Automate Excel Reporting Using Python (Real-Life-Example) | Pandas, Plotly, Xlwings Tutorial
Introduction
In this post, I will be sharing my favourite ways to automate Excel using Python. In particular, I will be using the open-source tools: Pandas, xlwings & plotly. After this, you will be able to create a custom Python script that allows you to combine Excel files & create charts out of them.
First things first, I need to install the required dependencies. I will upload this Jupyter Notebook to my GitHub page. Alternatively, you can install the libraries by typing pip install followed by the package’s name in your command prompt or terminal.
Merge All Excel Files
The main purpose of this example is to merge multiple Excel files, perform some calculations on the data, and visualize the result. I have stored five Excel files in the input folder, each containing financial data for a respective country.
To find out which country has generated the highest Sales and Profit Margin, I will import the libraries, declare the path of the example files, and create an empty dataframe. I will iterate over the input directory and append each Excel file to the dataframe.
After validating the dataframe, I will group the data and calculate the sum of the Sales & Profit columns. To find the Profit Margin, I will insert a new column, dividing the Profit by Sales and multiplying by 100.
To visualize the analysis, I will use a bar chart from the plotly express library. The chart will display countries on the x-axis and Sales on the y-axis, with the margin represented by color. After running this cell, we can see that the US generated the highest sales but has the worst profit margin, while France appears quite profitable.

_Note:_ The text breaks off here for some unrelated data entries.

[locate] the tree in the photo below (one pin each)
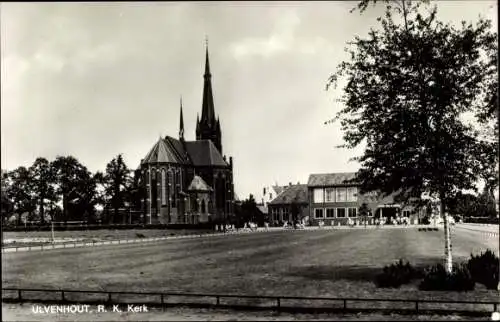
(7, 206)
(75, 186)
(42, 182)
(406, 87)
(19, 192)
(117, 181)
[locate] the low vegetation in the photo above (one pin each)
(484, 269)
(396, 275)
(481, 269)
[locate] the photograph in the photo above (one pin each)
(250, 160)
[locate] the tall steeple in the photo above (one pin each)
(181, 125)
(207, 128)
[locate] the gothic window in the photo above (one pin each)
(163, 187)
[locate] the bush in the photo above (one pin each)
(437, 279)
(396, 275)
(484, 269)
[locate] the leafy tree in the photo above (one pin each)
(74, 185)
(117, 181)
(42, 182)
(407, 86)
(19, 192)
(7, 206)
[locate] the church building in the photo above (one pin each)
(189, 182)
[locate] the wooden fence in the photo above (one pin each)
(280, 303)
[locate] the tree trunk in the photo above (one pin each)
(447, 237)
(42, 212)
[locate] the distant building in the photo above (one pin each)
(269, 193)
(334, 199)
(293, 198)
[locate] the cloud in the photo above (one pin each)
(279, 41)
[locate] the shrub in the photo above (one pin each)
(396, 275)
(437, 279)
(484, 269)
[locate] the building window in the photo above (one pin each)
(285, 213)
(163, 187)
(171, 187)
(318, 213)
(318, 195)
(330, 195)
(352, 194)
(341, 194)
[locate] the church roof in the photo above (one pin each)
(197, 153)
(160, 153)
(204, 153)
(330, 179)
(297, 193)
(198, 184)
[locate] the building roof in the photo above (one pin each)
(278, 189)
(330, 179)
(198, 184)
(296, 192)
(197, 153)
(160, 153)
(262, 208)
(204, 153)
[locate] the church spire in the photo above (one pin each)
(207, 111)
(181, 125)
(208, 127)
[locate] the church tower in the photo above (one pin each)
(208, 128)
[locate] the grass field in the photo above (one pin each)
(301, 263)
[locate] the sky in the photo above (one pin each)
(94, 80)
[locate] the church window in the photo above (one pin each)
(163, 187)
(171, 188)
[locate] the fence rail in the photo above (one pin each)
(277, 302)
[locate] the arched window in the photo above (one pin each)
(171, 187)
(195, 205)
(203, 206)
(163, 187)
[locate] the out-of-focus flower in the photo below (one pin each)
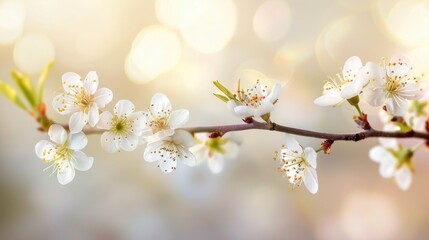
(160, 121)
(395, 161)
(394, 86)
(63, 153)
(299, 165)
(81, 99)
(214, 150)
(171, 150)
(354, 78)
(124, 127)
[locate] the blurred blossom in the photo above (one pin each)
(155, 50)
(272, 19)
(367, 215)
(12, 18)
(33, 52)
(208, 25)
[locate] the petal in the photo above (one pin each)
(216, 163)
(91, 82)
(404, 177)
(292, 144)
(109, 142)
(396, 105)
(178, 118)
(275, 92)
(57, 134)
(310, 180)
(77, 141)
(66, 174)
(45, 150)
(82, 162)
(351, 68)
(123, 108)
(77, 121)
(310, 156)
(184, 138)
(129, 143)
(72, 83)
(160, 104)
(102, 97)
(328, 99)
(105, 121)
(93, 115)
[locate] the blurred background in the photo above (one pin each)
(178, 47)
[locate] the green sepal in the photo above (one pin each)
(42, 80)
(24, 84)
(10, 94)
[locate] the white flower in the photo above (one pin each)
(354, 78)
(214, 150)
(63, 153)
(171, 150)
(254, 101)
(124, 127)
(395, 161)
(81, 99)
(299, 165)
(394, 86)
(160, 121)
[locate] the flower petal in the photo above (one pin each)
(45, 150)
(72, 83)
(82, 162)
(77, 141)
(123, 108)
(91, 82)
(404, 177)
(160, 104)
(109, 142)
(66, 174)
(310, 156)
(178, 118)
(57, 134)
(310, 180)
(77, 121)
(102, 97)
(105, 121)
(93, 115)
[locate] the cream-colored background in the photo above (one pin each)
(297, 42)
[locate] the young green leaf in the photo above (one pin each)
(10, 94)
(26, 87)
(42, 80)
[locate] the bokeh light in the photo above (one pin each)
(208, 25)
(155, 50)
(32, 52)
(12, 18)
(272, 19)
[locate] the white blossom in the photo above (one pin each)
(395, 161)
(63, 153)
(394, 86)
(299, 165)
(124, 127)
(81, 99)
(171, 150)
(255, 101)
(354, 78)
(214, 150)
(160, 121)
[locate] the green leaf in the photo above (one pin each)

This was a simplified example. In real life, datasets may not be that well-structured. Let’s move on to a more realistic business scenario where we want to merge multiple Excel files while preserving the original formatting and formulas.
Again, I will import the libraries and declare the input and output paths. Instead of creating an empty dataframe, I will generate an empty workbook and rename the first worksheet to summary. I will then iterate over each Excel file, suppress any potential warnings, and specify the worksheet with our data.
Once the data is copied to the summary workbook, I will insert the headers, set the font to bold & white, and fill the background with a grey color. One of the cool features of xlwings is that it allows for easy creation of a pandas dataframe from any cell range. This enables us to perform calculations and export the dataframe back to our Excel sheet.
After aggregating the sales by country, I will create a chart object and set the source data to the sales by country. I can also utilize matplotlib or pandas plotting capabilities. Finally, I will adjust the column width and save the workbook before closing it.
VBA vs Python
Before wrapping up, let’s discuss Excel automation and the comparison between VBA and Python. While Python offers powerful capabilities, consider if spending hours coding is worth the time saved on manual tasks. There are many great tools available, such as PowerQuery, for merging and cleaning up Excel data.
VBA is intuitive for Excel users and comes pre-installed with Office applications, allowing for easy sharing of macros. Python is more versatile, enabling you to create whatever you want, and is rapidly growing in popularity.
In summary, while Python may be more powerful than VBA, the right tool depends on your specific needs. There’s no need to overcomplicate a simple task, so use the tool that best fits the job at hand.
Conclusion
In this post, I discussed how to automate Excel reporting using Python, focusing on merging Excel files, performing calculations, and visualizing results. I also compared VBA and Python in the context of Excel automation, highlighting the strengths and weaknesses of each approach.